Parallelizing calls to msDrawLayer()

Sun Oct 14 11:45:45 EDT 2007

Steve,

Stephen Woodbridge wrote:
> David,
> 
> I think the point that you are perhaps missing is that in a production 
> environment, mapserver is already multithreaded in macro sense. I 
> typically have 5-10 mapserver instances running at any given moment. 
> These are all fetching data, rendering images and spool them back to the 
> clients. Any process that is blocked by disk IO is allowing some other 
> process to be rendering, spooling or whatever. Since IO is the bottle 
> neck and in fact disk IO there is little you can do to mapserver to 
> improve that.

I usually call that multiprocess, since there are multiple mapserv 
processes running.  But yes, if every core in your system is always 
saturated with CPU work, and if each of your disks always has a pending 
request, then multithreading will not help you.

> Your example is good if you only have one process running like in a 
> desktop application, but I'm not sure you get the same benefits when you 
> are running a multithreaded webserver and mapserver. And as other have 
> suggested, you are likely to create some thrashing if you generate even 
> more disk IO requests that the OS has to service.

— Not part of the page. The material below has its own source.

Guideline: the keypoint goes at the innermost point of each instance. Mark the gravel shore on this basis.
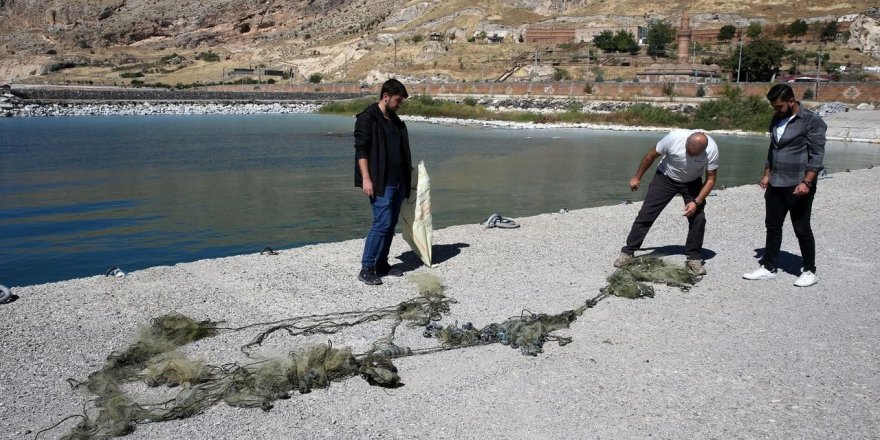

Not more IO requests.  The same number of IO requests, but we ask the OS 
for them sooner.  See my latest email to Ed for some comments on thrashing.

> If your goal it to improve performance, then I am reminded if Ed's good 
> advice to me in the past about premature optimizations. If you optimize 
> before you identify the bottle neck, you might be making great 
> improvements on a bottle neck that only represents 1% of the performance 
> problem. So if you can make 100% improvement in that area, you have only 
> removed 1% of the total problem. It would be better to make a 10% 
> improvement on something that represented 50% of the problem. Or said in 
> other words: test and measure before you optimize.

Yes, premature optimization, and Amdahl's law.  I hear you.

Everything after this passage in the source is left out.